Fedoua Rejouani qui se dit être solidaire avec un petit enfant lourdement préoccupé par « une batterie de questionnements sans réponses sur l’absence de son père », et de chagrin éprouvé à cause de cet éloignement, a posé la question de savoir quelle serait la part de la nourrissante de ces sentiments qu’éprouvent le mis en cause, des suites d’une séparation forcée avec les siens. Cette petite créature (nourrissante) ne mérite-t-elle pas des excuses ?
« N’as- tu jamais pensé, écrit-elle, à cette nourrissante en train de souffrir et traverser une rude épreuve, alors qu’elle était encore attachée par le cordon ombilicale au moment des faits ? Ou bien ce sentiment de remord et de regret n’a été déclenché et alimenté que face, réellement, à la pesanteur de la séparation avec les enfants et les proches, alors que ces émotions n’avaient aucune raison d’exister quand il s’agit des enfants des victimes ?», poursuit Fedoua Rejouani s’adressant sèchement à Bouachrine.
« Si l’une des images de l’amour le plus sincère est de voir l’être aimé en plein sommeil, le grand péché serait donc de continuer à fuir en avant pour éviter et déjouer, en réalité, les regards de tes victimes, les cris de souffrance du nourrissant aplati face à ton injustice et ta cruauté ». Et de poursuivre : « Pire que cela, le grand délit serait de continuer à tourner le dos au principe de la reconnaissance et de la présentation d’excuses ».
« Qui t’empêchera d’établir le contact avec ton fils Réda? dit-elle,… ce n’est ni la loi, ni les barrières de la prison, ni encore les responsables de ton incarcération mais, ce sont bel et bien les prières élevées par tes victimes au Dieu le Tout Puissant. L’aspiration du père à la liberté pourrait être contenue dans une simple lettre d’excuses comprenant l’expression : Je suis vraiment désolé chère nourrissante innocente ».
Lorsqu’ils étaient en train de te conduire au poste de police un vendredi du mois de février dernier, la nourrissante ne priait Dieu que pour lui confier « un coin sûr » pour la vie après que tu l’aies « massacrée » par le plus lourd péché du viol.
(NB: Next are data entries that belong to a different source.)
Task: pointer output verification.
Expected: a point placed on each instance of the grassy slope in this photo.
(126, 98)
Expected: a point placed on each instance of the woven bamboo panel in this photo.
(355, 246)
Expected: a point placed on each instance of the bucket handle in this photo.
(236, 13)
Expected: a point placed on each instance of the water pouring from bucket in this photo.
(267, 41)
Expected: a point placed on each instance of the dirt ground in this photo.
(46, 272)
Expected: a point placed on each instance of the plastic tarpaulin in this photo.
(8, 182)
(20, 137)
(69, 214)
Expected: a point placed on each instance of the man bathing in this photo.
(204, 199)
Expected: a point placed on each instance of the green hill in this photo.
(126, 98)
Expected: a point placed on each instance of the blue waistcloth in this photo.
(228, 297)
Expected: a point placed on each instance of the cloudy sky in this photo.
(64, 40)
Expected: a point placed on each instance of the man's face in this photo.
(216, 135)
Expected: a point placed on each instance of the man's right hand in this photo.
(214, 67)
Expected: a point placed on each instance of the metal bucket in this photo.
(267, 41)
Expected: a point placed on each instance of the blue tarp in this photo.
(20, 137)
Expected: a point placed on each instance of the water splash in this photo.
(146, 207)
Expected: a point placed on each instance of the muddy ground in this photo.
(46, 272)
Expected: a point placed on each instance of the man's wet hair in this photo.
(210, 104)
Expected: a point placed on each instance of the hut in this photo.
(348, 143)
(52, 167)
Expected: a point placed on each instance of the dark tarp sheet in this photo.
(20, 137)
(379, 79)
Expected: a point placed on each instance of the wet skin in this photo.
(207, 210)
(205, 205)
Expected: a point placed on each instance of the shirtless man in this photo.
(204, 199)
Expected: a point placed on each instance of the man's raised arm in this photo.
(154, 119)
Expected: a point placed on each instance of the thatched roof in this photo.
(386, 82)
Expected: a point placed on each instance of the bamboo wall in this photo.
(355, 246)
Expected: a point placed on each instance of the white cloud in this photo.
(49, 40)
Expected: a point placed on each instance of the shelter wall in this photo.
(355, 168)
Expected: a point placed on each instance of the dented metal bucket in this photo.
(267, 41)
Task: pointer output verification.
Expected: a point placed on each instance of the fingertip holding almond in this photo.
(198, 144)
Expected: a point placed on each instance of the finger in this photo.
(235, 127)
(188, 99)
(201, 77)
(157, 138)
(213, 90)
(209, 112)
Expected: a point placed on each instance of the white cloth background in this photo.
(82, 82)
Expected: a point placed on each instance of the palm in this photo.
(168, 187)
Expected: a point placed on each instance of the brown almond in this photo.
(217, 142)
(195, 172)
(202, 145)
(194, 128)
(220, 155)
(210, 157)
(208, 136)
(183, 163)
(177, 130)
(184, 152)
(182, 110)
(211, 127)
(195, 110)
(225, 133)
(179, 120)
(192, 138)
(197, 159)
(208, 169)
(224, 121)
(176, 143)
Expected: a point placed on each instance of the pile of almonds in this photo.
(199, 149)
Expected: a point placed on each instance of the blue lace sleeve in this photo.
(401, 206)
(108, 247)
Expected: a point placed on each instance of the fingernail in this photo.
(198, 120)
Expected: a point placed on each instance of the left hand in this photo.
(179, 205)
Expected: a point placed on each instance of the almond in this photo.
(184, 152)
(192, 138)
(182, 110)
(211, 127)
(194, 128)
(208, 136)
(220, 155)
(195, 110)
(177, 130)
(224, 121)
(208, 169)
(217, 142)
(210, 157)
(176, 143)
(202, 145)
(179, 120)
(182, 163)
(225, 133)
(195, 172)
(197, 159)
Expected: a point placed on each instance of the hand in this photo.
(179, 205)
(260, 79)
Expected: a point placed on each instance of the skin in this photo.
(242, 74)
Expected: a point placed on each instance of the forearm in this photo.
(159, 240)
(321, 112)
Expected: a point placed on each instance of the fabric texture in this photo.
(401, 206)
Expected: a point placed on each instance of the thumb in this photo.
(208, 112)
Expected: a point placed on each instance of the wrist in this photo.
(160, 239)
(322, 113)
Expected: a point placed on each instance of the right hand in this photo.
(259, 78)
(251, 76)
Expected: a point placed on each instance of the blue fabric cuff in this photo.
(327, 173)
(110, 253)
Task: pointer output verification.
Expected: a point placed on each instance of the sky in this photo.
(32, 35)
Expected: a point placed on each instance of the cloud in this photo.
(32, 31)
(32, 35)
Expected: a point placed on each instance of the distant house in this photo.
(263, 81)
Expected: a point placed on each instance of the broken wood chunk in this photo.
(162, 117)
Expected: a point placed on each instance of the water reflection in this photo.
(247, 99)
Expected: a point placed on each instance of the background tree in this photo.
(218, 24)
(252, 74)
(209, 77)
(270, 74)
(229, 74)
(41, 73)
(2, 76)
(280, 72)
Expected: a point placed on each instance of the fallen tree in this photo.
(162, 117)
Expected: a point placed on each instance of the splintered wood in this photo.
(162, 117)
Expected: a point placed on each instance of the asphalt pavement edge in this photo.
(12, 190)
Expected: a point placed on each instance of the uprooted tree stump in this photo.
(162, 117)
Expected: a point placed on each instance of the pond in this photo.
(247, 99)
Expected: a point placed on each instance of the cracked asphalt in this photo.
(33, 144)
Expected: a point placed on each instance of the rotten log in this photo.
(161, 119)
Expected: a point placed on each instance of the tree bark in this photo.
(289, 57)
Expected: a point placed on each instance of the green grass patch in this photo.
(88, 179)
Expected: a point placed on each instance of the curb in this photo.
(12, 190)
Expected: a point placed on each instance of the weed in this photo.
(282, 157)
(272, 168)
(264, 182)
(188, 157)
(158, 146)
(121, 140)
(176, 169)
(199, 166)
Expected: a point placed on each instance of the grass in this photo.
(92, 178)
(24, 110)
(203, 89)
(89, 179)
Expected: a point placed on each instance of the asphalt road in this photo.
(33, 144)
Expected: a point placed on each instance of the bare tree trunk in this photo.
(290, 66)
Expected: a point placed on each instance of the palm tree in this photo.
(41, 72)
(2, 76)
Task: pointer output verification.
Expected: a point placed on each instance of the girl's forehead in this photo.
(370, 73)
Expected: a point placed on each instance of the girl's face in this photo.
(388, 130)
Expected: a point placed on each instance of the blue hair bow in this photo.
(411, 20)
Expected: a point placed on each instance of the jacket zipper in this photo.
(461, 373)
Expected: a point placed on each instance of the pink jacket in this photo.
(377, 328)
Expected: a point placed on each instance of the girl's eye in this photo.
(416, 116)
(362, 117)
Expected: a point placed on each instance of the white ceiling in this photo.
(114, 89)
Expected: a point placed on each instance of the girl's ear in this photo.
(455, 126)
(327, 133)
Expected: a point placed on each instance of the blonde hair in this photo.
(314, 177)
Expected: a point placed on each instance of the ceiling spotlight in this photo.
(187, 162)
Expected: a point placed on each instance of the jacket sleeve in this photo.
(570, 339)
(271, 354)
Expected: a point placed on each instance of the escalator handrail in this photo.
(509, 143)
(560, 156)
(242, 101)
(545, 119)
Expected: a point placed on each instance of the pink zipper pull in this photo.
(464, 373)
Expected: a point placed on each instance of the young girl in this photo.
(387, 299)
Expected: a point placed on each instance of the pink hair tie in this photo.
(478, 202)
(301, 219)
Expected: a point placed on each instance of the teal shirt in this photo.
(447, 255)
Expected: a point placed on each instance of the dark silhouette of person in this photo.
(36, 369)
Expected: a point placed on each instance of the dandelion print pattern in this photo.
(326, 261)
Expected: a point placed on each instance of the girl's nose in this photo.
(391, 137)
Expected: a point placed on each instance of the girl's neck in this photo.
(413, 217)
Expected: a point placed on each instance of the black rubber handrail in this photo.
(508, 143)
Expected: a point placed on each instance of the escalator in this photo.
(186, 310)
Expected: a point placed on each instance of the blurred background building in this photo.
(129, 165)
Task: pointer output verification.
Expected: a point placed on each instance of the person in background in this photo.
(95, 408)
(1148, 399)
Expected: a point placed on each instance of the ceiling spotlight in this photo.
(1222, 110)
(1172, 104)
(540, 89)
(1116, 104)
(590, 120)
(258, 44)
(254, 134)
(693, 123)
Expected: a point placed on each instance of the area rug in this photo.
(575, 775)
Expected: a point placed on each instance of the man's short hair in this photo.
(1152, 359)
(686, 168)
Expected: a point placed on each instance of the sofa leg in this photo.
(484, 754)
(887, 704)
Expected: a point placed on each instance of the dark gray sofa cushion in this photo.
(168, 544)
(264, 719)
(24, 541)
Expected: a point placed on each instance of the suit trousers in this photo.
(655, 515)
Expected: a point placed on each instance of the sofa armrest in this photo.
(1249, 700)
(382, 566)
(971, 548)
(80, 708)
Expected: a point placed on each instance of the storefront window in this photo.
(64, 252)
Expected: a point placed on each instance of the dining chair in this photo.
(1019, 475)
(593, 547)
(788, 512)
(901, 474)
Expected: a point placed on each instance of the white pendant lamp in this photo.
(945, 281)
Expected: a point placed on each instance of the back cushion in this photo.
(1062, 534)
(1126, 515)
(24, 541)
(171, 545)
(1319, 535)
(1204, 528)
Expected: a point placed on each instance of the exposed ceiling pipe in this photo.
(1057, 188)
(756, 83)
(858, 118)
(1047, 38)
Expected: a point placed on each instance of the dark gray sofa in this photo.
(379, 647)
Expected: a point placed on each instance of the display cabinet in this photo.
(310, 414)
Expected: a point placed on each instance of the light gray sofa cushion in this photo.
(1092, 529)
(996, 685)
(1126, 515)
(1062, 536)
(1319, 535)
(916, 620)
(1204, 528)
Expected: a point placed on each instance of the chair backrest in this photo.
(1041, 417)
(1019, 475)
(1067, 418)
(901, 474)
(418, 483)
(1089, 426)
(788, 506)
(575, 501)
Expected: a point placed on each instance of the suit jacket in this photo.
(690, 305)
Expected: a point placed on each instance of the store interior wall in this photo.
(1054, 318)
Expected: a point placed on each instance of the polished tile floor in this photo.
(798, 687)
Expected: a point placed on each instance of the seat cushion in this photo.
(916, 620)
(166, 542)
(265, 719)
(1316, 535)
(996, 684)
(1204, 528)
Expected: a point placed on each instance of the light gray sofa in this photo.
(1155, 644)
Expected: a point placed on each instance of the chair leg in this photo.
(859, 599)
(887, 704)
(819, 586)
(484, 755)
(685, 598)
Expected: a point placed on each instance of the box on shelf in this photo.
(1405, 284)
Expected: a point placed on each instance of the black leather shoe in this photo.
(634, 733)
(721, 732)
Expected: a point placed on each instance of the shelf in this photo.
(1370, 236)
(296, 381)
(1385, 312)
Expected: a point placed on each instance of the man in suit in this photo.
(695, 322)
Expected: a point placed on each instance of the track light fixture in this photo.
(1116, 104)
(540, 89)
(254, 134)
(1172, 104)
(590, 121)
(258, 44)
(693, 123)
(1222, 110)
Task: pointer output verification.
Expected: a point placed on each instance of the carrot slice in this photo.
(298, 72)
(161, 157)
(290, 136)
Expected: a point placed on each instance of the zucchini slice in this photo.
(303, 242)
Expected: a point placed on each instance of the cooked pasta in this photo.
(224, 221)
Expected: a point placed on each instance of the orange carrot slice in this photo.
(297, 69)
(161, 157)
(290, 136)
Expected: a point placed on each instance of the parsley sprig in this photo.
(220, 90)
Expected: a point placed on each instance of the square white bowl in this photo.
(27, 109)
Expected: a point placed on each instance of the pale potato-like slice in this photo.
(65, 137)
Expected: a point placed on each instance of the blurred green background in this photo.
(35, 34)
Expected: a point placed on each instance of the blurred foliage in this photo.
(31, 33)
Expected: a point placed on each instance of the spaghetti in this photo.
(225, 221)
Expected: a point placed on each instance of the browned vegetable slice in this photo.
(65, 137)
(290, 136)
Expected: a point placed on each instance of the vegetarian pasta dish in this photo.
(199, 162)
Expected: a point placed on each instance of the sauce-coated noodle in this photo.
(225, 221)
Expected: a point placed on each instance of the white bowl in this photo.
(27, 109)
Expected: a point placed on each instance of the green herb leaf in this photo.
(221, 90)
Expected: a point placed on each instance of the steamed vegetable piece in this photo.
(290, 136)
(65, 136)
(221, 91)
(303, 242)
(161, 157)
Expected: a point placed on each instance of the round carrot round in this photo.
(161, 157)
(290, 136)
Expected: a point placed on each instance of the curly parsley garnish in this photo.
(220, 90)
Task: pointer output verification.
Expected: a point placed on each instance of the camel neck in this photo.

Après avoir « confisqué » ton stylo, ta plume et ton encrier alors que tu étais en route vers ta cellule froide, la nourrissante criait et cherchait son souffle depuis son cercueil, après s’être engloutie et effondrée sous le poids des fardeaux, et après que tu l’aies privée cruellement ne serait-ce que d’une lettre d’excuses.
« Sauf que la nourrissante te dit au nom de toutes les mamans, continue à offrir à ton fils ces beaux sentiments et ces mots tendres et expressifs, sauf que tu lui devras amplement et pour toujours une »lettre d’excuses » quelque soit le degré de ta condamnation par la justice ou au contraire en cas de ton acquittement purement et simplement.
»Tu peux déverser les larmes les plus chaudes suite à ton éloignement de ton fils Réda avec qui je partage cette innocence des enfants, mais tu resteras à jamais bourré de fardeaux, et contraint à me fournir des excuses quoique tu fasses pour fuir en avant, et éviter de voir cette réalité en face ».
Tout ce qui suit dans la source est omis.